Horror „Hereditary” nazywany jest „Egzorcystą” XXI wieku. Czy dzieło Ariego Astera rzeczywiście ma szansę na podbicie współczesnego kina grozy? Sprawdź, oglądając zwiastun filmu.
Na początku stycznia 2018 odbyła się kolejna edycja festiwalu Sundance. Jak zwykle podczas imprezy zaprezentowano wiele obcujących tytułów. Wśród nich swoją światową premierę miała produkcja zatytułowana „Hereditary”. Publiczność wyszła z sali przerażona, a krytycy ogłosili film najstraszniejszym horrorem ostatnich lat. Oczywiście same słowa nie wystarczą i zwykłym widzom potrzebna jest próbka, zanim wybiorą się na film. Na szczęście twórcy zaprezentowali zwiastun „Hereditary”. Odważycie się obejrzeć zapowiedź filmu?
„Hereditary” - zwiastun
Sama zapowiedź nie jest śmiertelnie przerażająca, ale buduje przytłaczający klimat i trzeba przyznać, że robi wrażenie. W sieci pojawiły się nawet filmy... z reakcjami na zwiastun. Oczywiście trudno ocenić film na podstawie zlepka (zazwyczaj) najlepszych fragmentów, tym bardziej że zwiastun wcale nie zdradza wiele więcej niż opis fabuły. Mamy natomiast okazję bliżej przyjrzeć się głównym bohaterom. Ponownie zostało zasugerowane, że nad rodziną głównych bohaterów wisi tajemnicza klątwa z przeszłości, która daje o sobie znać po śmierci matrony rodu. Problemem okazuje się córka, która dziwnie się zachowuje. Wkrótce jednak niewyjaśnione zjawiska zaczynają dotykać wszystkich domowników. O co chodzi? Zapewne dowiemy się dopiero podczas seansu.

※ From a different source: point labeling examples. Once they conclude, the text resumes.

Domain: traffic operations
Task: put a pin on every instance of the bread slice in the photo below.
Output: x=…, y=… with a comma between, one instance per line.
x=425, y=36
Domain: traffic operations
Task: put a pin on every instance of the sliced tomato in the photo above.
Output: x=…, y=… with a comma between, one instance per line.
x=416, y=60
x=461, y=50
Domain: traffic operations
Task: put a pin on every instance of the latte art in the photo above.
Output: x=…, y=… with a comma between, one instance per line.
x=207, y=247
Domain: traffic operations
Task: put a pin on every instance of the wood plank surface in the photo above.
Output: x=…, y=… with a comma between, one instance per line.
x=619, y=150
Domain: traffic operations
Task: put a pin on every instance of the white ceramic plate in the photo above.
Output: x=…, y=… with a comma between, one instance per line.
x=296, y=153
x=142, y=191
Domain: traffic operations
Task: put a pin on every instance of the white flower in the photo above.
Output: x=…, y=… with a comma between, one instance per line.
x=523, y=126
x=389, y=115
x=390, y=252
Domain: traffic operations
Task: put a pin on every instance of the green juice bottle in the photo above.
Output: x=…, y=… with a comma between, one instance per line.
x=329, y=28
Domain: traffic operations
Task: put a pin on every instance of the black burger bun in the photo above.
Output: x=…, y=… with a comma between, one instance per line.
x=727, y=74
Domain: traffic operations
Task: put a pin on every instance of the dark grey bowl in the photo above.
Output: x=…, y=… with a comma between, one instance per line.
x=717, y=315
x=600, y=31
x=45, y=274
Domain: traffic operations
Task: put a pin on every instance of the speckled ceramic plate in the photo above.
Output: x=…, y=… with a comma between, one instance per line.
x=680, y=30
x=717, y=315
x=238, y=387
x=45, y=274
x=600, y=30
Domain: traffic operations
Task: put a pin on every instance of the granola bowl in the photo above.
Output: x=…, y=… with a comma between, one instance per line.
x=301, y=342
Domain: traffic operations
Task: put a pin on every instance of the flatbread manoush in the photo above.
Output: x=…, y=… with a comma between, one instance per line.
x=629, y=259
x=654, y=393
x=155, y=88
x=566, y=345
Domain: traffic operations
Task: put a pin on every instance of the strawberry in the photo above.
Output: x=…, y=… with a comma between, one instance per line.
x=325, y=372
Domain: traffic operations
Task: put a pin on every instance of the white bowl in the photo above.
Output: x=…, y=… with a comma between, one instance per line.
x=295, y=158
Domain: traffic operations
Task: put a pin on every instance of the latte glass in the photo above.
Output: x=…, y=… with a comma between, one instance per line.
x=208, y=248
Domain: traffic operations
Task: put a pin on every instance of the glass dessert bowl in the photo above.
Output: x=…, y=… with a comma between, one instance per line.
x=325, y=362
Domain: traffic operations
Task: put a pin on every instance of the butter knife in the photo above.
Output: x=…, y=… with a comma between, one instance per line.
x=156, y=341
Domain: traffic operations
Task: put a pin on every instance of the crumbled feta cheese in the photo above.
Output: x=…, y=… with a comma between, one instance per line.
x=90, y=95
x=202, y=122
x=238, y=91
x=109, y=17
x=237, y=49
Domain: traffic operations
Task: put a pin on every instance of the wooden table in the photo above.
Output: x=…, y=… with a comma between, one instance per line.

„Hereditary” - kiedy premiera?
Na razie nie podano informacji dotyczących polskiej premiery filmu. Wiadomo jedynie, że ustalono datę światowej premiery. Odbędzie się dopiero 8 czerwca 2018 roku. Film do naszego kraju trafi prawdopodobnie z lekkim poślizgiem. Za scenariusz i reżyserię odpowiedzialny jest Ari Aster. W rolach głównych zobaczymy Toni Collette, Gabriel Byrne, Alex Wolff i Milly Shapiro. Czy film pobije sukces komercyjny takich zeszłorocznych produkcji kina grozy, jak „Uciekaj!” i „To”? Przekonamy się za kilka miesięcy.